After opening with a solid 10.80 in the 100m, Pappas made a huge statement in the long jump by leaping 7.62m - within 2cm of his Czech rival.

“Roman was typically an 8m jumper, so for me to jump around the same mark was a victory,” he says. A 16.11m shot further extended his advantage over the Czech.

After a disappointing 2.09m in the high jump --“I thought I was capable of 2.20m”-- he responded in outstanding fashion to wipe 0.64 from his 400m PB to run 47.58.

At the end of a satisfying first day he sat second on 4546pts – 53pts adrift of surprise overnight leader Dmitriy Karpov of Kazakhstan – but with a 123pt buffer on third placed Sebrle.

With “less room for error” on the technical second day he was relieved to run close to his PB with a 13.99 in the 110m hurdles followed by a “respectable” 46.94m in the discus. Holding a 146pt advantage from Sebrle, the tall American dared to dream after seven events -- “At this point I started to think it was mine to lose.”

Although it should be worth noting he was still second overall after seven events trailing Karpov by some 67pts, albeit with his weakest events - the pole vault and javelin - to follow.

Pappas finally assumed leadership of the overall competition for the first time after the pole vault gaining more ground on Sebrle after clearing a best of 5.10m compared to 4.80m.

However, Sebrle was an outstanding javelin thrower and the American - who was watching Sebrle throw in the first pool (Pappas was throwing later in qualification pool two) from the Nike hospitality tent - received a huge fright. Sebrle had nailed a 69.79m effort in round two only to launch the spear out to what appeared to be 75m in round three.

“My heart leapt (when I saw the throw) but luckily he fouled,” says Pappas.

Pappas responded superbly in the second pool, hurling the spear out to 65.90m – a PB by almost a metre-and-a-half.
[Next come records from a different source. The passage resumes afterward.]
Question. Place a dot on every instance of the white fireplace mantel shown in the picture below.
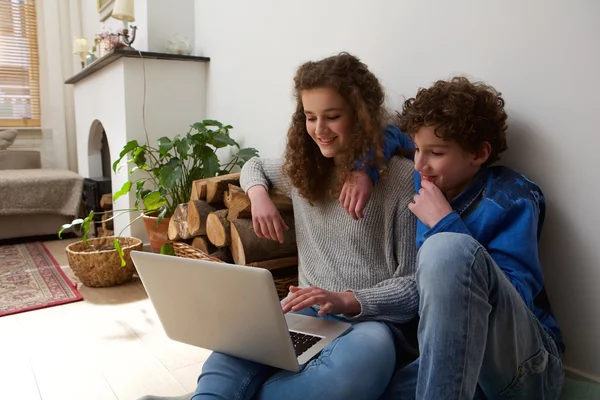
(111, 92)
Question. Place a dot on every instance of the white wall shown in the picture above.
(167, 18)
(115, 96)
(156, 20)
(55, 32)
(543, 55)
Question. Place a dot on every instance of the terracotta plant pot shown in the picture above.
(98, 264)
(157, 235)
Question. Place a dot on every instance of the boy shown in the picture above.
(485, 320)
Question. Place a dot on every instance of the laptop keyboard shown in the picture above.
(303, 342)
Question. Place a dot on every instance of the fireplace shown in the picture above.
(112, 96)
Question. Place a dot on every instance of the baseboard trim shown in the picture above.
(581, 374)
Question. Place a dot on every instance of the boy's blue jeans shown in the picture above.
(475, 334)
(357, 365)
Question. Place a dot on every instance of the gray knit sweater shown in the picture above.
(374, 257)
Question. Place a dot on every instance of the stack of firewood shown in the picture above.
(106, 228)
(218, 221)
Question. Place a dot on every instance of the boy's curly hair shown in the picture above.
(459, 110)
(309, 171)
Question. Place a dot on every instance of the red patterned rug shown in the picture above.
(30, 279)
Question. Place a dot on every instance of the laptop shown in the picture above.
(231, 309)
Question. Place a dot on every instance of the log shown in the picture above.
(276, 263)
(198, 211)
(178, 225)
(106, 223)
(106, 201)
(215, 187)
(247, 248)
(223, 254)
(238, 202)
(218, 228)
(198, 190)
(201, 243)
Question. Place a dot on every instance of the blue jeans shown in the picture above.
(477, 338)
(357, 365)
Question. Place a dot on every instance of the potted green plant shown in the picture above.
(162, 177)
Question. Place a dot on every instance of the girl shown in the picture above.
(361, 271)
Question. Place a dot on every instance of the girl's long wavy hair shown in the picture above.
(308, 170)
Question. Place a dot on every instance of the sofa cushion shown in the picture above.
(20, 159)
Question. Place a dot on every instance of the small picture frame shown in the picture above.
(104, 8)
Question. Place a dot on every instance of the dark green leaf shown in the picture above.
(167, 249)
(77, 221)
(182, 148)
(164, 146)
(128, 147)
(139, 156)
(220, 140)
(162, 214)
(154, 200)
(199, 126)
(86, 226)
(247, 153)
(124, 190)
(117, 247)
(169, 176)
(212, 122)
“I then crunched the numbers in my head and realised I had a 28-second lead on Roman going into the 1500m,” he says. “I knew I could run 4:45 but I felt I could run 4:35, so I thought Roman needed to run around 4:05 to beat me.”
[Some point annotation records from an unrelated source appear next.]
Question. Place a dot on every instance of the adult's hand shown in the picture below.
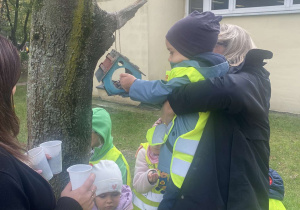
(152, 176)
(126, 81)
(84, 195)
(39, 171)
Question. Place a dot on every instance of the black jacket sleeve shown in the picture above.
(222, 93)
(247, 91)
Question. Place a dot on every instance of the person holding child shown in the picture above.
(190, 42)
(231, 163)
(102, 143)
(21, 186)
(111, 193)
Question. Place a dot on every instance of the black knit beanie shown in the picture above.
(197, 33)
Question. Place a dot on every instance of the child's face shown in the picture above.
(108, 201)
(155, 149)
(97, 140)
(175, 56)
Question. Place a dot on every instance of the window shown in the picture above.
(245, 7)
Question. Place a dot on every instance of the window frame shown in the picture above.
(287, 8)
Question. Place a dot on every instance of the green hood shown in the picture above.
(101, 124)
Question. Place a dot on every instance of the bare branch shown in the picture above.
(127, 13)
(25, 29)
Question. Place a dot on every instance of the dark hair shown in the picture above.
(10, 69)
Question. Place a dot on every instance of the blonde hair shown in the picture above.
(237, 43)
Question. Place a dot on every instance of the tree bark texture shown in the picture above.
(67, 39)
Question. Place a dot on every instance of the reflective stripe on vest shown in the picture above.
(113, 154)
(159, 134)
(184, 150)
(185, 145)
(151, 199)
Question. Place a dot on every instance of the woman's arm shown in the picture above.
(220, 93)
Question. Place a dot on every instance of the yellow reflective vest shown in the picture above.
(152, 199)
(185, 145)
(114, 154)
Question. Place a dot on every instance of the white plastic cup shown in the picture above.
(79, 174)
(39, 162)
(53, 148)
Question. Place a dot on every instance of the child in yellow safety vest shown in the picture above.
(190, 42)
(102, 144)
(276, 191)
(149, 183)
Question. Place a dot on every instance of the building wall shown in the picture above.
(279, 34)
(142, 40)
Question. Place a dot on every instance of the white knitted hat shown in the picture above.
(108, 177)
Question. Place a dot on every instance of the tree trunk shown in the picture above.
(67, 39)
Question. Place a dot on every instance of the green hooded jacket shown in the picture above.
(101, 124)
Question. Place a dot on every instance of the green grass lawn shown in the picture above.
(129, 126)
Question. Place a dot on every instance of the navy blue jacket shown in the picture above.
(230, 168)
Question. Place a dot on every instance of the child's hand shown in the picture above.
(157, 122)
(152, 177)
(167, 113)
(126, 81)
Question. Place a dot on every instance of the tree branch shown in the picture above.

Despite starting aggressively, Sebrle slowed on lap three and at 1200m Pappas knew gold was his. He crossed the line in a PB of 4:44.31 – a little under ten second behind Sebrle, the silver medallist.
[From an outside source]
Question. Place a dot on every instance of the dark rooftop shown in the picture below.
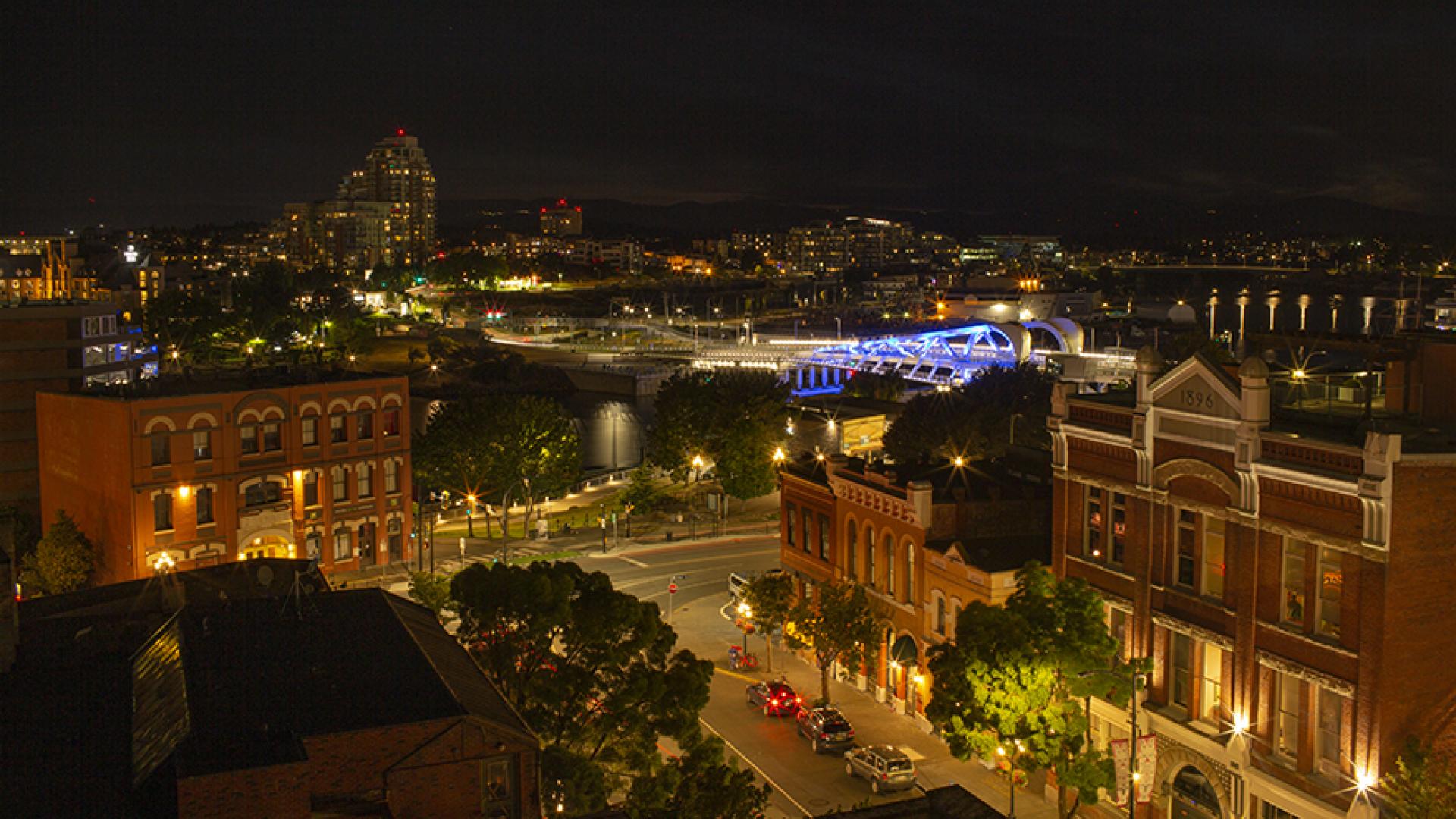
(949, 802)
(234, 381)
“It was hard to explains my emotions,” he says of the wake of winning gold. “My mind was racing, although I recall thinking a lot about all the people who helped me in my journey. I was very thankful for them.”


The following day he went sightseeing around Paris with his family and girlfriend and now wife, the US heptathlete Kim Schiemenz – not that the experience lasted long.

“The day after a decathlon is often rough. I remember feeling so sore, I just wanted to lay down and relax,” he says”

Unfortunately, Pappas could not follow up his golden year of 2003 as persistent injuries dogged the remainder of his career. He DNF’D at both the 2004 Athens Olympics and 2008 Beijing Olympics because of foot injuries and also failed to finish at the 2007 World Championships in Osaka. After placing second at the 2010 US Championships he retired from the sport aged 33.

Around the time of his retirement he was introduced to the sport of CrossFit through his younger brother, Billy. A self-confessed “weight room junkie” he felt a “natural attraction” to the high-intensity fitness regimen and in 2012 he and Billy opened Lane 5 CrossFit in Eugene.

“I love it,” says Pappas of his current role. “We have a great membership and it is fun to be around energetic people, achieving their goals. It is very rewarding.”

Pappas also personally competed in the highly-competitive 2015 and 2016 CrossFit Games after his team won the Western Regional competition, although this year he is taking a break to devote more time to his family life.

Married to Schiemenz, the 2003 World Championships heptathlete, and father to four children - Kinley, 11, Kendall, 7 and five-year-old twins, Max and Tucker - his life is understandably full.

Yet despite the years of injury torment the 40-year-old American looks back with pride on his career. “It was all worth it,” he says. “There were all those years when it didn’t go my way but to win those two world titles in 2003 are memories I will cherish for a lifetime.”